宮崎 だから、靖國神社を焼き討ちして、国の英雄になろうとしたのかもしれませんね。裁判で有罪判決を受け、国外追放になって韓国に戻ったら、一躍、ヒーローでしょう。
 2011年には靖國神社に放火して韓国に逃げた中国人がいましたが、日本側の引き渡し要求に対して、「政治犯だ」という理由で韓国側が拒否し、結局、犯人を中国に逃がしましたからね。
 中国では、2012年に尖閣(せんかく)諸島へ上陸して日本の海上保安庁に逮捕され、強制送還となった香港の活動家が、帰国後に英雄扱いされたことがありました。尖閣の海域でわが海上保安庁の船に体当たりした暴力船長も、福建省に帰ると英雄扱いでした。
 そういう前例があるだけに、この全昶漢容疑者も、帰国したら大々的に褒めたたえられる可能性がある。実際、韓国国内でのネットなどでは「よくやった」という声が多いそうですから。

靖国神社の爆発事件で、麹町警察署を出る全昶漢(チョン・チャンハン)容疑者
=12月09日、東京都千代田区(鴨川一也撮影)
靖国神社の爆発事件で、麹町警察署を出る全昶漢(チョン・チャンハン)容疑者 =12月09日、東京都千代田区(鴨川一也撮影)
室谷 少なくとも、愛国者として扱われるでしょうね。そうすると、いろいろなところからカネをもらえる。
 韓国では昔の抗日テロリストたちを褒めたたえて、その孫や曾孫に政府が法律に基づいてカネを支援したり、利権を与えたりしているのです。たとえば、1932年の天長節(天皇誕生日)に上海の虹口(ホンキユウ)公園で行われた祝賀式典で、尹奉吉(ユンボンギル)という朝鮮人が演壇に爆弾を投げつけ、多数の死傷者を出した事件がありました。「上海天長節爆弾事件」です。後に外務大臣となる重光葵(しげみつまもる)はこの爆発で重傷を負いますが、演壇には民間人もいた。

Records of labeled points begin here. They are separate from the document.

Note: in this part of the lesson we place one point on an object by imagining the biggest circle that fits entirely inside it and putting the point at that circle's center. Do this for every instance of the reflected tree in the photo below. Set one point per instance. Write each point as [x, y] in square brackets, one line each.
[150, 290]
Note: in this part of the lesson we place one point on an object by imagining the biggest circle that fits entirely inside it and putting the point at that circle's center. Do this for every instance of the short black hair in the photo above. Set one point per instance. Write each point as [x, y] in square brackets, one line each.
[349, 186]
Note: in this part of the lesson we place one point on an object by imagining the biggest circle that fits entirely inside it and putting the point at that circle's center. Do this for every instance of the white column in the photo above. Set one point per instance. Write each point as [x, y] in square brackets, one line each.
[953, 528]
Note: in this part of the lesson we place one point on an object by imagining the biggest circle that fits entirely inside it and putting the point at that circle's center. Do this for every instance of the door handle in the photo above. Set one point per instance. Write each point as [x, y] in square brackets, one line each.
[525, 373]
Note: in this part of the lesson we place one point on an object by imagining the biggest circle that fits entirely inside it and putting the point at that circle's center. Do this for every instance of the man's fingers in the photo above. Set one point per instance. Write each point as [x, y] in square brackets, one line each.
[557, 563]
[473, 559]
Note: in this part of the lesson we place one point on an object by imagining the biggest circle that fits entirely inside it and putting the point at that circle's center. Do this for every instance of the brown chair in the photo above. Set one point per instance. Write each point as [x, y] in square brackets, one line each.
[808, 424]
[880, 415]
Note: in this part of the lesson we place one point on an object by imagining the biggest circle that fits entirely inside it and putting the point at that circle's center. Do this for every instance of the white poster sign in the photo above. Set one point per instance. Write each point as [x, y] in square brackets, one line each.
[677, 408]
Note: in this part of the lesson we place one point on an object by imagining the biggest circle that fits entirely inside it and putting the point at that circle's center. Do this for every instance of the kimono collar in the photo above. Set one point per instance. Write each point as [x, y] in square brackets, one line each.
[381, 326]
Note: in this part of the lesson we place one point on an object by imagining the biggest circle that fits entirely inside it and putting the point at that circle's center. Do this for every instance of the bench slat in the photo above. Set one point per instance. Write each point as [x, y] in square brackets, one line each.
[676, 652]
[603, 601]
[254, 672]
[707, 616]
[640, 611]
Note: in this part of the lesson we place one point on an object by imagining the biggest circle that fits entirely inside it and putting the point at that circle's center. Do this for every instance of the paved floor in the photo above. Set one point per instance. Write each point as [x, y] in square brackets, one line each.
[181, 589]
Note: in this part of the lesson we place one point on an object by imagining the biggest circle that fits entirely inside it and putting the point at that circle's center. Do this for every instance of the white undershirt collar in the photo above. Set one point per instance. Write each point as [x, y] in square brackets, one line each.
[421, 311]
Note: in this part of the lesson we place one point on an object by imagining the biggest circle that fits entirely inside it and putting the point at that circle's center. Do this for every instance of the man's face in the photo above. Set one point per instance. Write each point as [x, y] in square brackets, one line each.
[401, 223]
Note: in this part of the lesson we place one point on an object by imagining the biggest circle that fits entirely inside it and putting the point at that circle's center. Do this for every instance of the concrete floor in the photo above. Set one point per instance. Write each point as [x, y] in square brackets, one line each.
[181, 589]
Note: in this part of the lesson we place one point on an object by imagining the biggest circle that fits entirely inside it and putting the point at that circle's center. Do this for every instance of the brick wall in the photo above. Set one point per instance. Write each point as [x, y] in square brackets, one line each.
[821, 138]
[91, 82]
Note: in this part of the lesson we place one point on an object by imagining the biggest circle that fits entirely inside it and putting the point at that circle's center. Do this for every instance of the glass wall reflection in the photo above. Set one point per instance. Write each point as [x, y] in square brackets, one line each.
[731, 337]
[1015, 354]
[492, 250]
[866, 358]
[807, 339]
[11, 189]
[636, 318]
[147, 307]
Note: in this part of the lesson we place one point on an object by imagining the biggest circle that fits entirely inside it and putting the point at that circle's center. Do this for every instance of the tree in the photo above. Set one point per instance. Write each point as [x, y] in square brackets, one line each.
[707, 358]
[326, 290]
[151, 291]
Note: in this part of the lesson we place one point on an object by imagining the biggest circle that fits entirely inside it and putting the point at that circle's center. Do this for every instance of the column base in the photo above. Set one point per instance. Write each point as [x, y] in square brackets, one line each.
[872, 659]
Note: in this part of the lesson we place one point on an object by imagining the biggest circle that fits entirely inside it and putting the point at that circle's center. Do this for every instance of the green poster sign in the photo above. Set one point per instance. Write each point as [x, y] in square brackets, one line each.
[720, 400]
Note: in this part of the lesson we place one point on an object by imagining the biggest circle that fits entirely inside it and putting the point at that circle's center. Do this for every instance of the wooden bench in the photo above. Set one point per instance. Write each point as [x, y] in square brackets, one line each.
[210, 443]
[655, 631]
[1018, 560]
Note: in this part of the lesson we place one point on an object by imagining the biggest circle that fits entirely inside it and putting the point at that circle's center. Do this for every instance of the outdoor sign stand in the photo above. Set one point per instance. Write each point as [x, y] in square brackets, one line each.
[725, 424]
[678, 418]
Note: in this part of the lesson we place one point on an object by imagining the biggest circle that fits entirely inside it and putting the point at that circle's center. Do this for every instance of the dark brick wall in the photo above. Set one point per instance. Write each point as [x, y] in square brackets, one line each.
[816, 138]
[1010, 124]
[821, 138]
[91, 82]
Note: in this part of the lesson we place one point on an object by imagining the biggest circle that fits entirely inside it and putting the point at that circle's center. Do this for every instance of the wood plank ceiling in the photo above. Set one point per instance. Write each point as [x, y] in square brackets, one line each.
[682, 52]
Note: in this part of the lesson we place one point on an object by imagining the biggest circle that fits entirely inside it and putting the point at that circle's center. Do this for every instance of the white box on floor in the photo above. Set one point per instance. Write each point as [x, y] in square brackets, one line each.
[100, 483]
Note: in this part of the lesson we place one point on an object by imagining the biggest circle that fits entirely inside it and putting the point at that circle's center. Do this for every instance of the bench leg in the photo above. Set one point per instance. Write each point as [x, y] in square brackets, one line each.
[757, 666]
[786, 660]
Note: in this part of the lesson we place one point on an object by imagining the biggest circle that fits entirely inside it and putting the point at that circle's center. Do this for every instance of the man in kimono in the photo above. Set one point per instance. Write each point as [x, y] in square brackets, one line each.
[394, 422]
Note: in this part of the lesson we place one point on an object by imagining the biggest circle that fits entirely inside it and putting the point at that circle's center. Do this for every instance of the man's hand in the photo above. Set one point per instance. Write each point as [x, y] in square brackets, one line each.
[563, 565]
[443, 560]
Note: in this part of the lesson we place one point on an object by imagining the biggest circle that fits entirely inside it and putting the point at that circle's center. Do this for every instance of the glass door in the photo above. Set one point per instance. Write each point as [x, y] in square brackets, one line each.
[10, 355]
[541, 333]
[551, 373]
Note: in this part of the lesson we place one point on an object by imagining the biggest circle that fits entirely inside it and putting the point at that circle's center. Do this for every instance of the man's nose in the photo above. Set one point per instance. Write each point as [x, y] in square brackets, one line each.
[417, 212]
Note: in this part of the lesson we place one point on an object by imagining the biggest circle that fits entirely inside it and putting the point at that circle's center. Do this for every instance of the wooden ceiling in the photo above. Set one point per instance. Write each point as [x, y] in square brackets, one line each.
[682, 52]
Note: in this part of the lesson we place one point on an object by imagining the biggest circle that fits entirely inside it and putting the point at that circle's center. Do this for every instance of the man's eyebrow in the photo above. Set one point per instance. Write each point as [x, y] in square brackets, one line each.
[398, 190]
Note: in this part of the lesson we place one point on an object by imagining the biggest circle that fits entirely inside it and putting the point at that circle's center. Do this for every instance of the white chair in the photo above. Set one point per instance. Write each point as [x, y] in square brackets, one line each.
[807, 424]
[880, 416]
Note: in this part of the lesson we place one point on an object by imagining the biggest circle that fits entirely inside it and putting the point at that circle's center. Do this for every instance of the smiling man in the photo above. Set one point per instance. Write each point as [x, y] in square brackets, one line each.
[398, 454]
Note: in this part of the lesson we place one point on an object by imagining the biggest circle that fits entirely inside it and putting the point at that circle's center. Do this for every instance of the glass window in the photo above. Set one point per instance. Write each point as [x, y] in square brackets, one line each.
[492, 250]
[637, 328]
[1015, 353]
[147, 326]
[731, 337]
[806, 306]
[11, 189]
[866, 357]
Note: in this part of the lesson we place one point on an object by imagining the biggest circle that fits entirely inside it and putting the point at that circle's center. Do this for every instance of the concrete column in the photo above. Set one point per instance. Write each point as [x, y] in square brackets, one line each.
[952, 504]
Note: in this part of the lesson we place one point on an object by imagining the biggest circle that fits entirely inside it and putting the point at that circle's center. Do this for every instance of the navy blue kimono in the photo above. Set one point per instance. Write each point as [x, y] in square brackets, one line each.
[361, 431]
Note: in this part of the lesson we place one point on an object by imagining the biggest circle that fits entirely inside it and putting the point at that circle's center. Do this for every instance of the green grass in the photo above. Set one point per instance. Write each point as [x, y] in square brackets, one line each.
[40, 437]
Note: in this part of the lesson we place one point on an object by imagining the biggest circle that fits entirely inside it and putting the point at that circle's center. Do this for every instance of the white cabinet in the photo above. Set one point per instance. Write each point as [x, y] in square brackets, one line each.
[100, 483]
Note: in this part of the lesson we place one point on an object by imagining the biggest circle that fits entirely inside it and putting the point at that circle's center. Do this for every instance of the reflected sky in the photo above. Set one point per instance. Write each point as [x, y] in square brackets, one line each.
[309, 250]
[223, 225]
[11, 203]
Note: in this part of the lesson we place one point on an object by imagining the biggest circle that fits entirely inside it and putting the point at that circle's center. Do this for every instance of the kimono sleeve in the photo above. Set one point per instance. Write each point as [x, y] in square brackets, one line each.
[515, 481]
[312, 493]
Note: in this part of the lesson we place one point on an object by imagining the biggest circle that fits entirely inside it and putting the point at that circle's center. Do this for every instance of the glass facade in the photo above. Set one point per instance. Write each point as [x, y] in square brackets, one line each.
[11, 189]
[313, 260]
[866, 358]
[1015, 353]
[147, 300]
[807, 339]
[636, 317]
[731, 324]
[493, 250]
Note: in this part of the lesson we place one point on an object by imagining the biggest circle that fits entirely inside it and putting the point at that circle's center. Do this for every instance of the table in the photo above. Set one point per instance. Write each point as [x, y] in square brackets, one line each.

まさに無差別テロです。
 尹奉吉は逮捕されて死刑となりましたが、戦後の韓国政府はこのテロリストを「義士」として顕彰(けんしよう)し、その子孫に電柱広告の総代理店としての独占権を与えました。
 日本人を殺傷したテロリストを「偉い人だった」と持ち上げる反日教育を行い、子孫に利権まで与えるのですから、「それなら俺もやろう」と思う人間も出てきますよ。

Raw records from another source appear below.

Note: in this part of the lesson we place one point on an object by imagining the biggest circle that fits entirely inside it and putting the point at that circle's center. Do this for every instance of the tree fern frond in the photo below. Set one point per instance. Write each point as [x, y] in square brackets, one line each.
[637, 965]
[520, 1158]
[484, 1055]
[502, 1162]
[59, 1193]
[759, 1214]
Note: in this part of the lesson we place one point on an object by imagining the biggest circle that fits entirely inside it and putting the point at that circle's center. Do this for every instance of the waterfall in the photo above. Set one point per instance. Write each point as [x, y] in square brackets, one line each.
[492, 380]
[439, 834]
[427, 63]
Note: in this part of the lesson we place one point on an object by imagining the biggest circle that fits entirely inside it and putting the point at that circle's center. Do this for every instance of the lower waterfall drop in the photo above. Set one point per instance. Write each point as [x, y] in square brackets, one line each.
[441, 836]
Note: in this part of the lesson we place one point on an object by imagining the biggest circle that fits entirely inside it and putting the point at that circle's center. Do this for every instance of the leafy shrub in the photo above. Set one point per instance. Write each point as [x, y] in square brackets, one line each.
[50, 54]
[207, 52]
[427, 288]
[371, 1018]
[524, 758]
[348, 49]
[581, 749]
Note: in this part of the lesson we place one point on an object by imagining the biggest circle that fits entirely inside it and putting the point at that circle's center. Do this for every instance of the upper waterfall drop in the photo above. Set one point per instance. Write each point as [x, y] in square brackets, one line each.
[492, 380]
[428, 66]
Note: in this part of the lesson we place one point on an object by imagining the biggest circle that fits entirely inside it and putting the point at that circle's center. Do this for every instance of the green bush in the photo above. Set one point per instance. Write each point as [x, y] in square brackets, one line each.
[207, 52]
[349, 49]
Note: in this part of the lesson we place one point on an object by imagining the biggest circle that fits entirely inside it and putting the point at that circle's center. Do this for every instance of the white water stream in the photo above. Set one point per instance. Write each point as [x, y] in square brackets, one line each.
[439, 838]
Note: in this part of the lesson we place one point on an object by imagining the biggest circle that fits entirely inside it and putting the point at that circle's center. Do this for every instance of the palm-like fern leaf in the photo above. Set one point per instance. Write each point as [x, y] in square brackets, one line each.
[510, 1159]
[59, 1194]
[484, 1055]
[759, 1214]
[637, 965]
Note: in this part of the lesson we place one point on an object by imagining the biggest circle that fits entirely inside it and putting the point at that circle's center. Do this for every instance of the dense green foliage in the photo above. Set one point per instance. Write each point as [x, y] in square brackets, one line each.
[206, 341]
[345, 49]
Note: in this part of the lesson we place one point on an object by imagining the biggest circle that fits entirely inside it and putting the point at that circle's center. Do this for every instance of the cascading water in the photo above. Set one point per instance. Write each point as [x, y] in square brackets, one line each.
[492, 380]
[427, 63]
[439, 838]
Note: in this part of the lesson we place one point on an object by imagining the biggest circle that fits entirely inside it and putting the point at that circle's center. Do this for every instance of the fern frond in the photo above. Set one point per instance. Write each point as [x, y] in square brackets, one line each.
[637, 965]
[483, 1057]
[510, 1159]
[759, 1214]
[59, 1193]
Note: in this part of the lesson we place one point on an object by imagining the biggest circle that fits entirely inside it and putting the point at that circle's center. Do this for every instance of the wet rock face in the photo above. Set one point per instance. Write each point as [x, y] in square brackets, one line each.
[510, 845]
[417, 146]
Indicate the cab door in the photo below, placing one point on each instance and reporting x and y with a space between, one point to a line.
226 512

 大学を卒業しても半数しか職にありつけない韓国で、「伍長で除隊」した者が職を得るのは大変なことです。犯行の底流には、そうしたことも確実にあると思います。
 それに、おかしいのは日本のマスコミですよ。大手マスコミはこの事件を、なぜか「靖國爆発音0 0 0 事件」などという名称で報じています。
 しかし、現実には4本の鉄パイプ爆弾があったわけです。実際には爆発しませんでしたが、まず爆発音を響かせ、人を誘い込んでから爆発するように仕掛けられていた。

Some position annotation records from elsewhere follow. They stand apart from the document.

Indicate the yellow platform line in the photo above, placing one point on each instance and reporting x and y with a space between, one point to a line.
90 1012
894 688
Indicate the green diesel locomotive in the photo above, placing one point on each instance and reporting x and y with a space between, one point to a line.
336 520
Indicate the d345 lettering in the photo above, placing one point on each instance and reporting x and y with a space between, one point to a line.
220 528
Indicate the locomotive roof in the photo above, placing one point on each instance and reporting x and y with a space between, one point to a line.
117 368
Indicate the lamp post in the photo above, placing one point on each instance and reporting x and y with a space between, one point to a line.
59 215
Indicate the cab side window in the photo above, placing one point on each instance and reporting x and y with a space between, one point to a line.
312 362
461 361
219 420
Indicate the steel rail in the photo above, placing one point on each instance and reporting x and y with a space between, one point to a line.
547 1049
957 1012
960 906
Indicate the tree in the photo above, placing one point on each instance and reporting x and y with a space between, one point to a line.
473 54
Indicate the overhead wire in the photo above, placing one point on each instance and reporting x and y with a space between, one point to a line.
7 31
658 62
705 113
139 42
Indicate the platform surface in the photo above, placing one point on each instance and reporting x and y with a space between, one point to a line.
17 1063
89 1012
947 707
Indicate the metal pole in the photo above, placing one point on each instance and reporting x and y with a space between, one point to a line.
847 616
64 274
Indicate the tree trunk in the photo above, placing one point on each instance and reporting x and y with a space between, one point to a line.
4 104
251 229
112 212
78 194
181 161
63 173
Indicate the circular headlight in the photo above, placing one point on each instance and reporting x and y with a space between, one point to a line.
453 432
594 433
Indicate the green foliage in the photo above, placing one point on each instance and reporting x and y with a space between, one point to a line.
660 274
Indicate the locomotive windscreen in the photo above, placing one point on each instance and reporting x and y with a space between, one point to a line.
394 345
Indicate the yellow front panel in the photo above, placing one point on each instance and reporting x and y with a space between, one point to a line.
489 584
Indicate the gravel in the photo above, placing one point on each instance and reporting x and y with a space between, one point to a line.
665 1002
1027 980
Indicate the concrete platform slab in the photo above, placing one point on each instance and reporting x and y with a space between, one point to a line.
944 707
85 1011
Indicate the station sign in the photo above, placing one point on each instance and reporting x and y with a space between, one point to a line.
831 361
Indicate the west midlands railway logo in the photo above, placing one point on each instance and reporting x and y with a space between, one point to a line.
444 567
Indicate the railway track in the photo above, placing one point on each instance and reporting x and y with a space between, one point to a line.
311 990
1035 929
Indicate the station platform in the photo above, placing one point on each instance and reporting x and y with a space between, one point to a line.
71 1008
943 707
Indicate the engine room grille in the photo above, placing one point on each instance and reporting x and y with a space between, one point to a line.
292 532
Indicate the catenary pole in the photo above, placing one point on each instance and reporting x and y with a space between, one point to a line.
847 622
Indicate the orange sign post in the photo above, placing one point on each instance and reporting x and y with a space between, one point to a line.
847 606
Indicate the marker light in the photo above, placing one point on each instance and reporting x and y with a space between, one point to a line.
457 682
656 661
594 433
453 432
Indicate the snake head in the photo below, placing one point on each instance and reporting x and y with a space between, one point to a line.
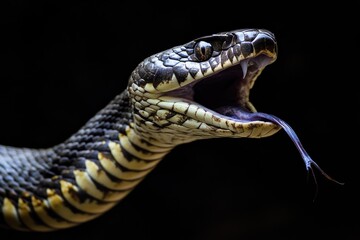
201 89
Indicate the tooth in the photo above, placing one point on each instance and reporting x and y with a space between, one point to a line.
244 65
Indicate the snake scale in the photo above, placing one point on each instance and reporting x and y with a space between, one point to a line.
199 90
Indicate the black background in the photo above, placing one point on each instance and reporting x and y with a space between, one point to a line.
62 62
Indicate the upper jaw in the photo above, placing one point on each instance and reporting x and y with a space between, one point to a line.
225 90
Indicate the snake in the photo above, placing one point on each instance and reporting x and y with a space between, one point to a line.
194 91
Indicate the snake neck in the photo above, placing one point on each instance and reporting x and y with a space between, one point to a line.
79 179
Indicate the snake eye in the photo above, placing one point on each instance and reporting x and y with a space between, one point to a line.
203 50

 だから明らかに、「靖國無差別テロ未遂事件」と呼ぶべきですが、日本のマスコミはどうしたのか、「爆発音事件」などと矮小(わいしよう)化した名称で呼んでいるのです。しかも、検察にしても、起訴は建造物侵入容疑です。

宮崎 手口を見れば、かなり悪質ですよ。検察は「余罪の捜査に支障がありうる」として認否や動機について明確にしていないため、今後、新たな罪状が加わる可能性はありますが、このまま建造物侵入罪だけであれば、犯罪容疑としては非常に軽い罪です。2016年1月中旬の時点で言えることは、前科がなければ、いずれ釈放されるでしょう。起訴猶予にはならないとしても、略式起訴くらいで終わるのではないでしょうか。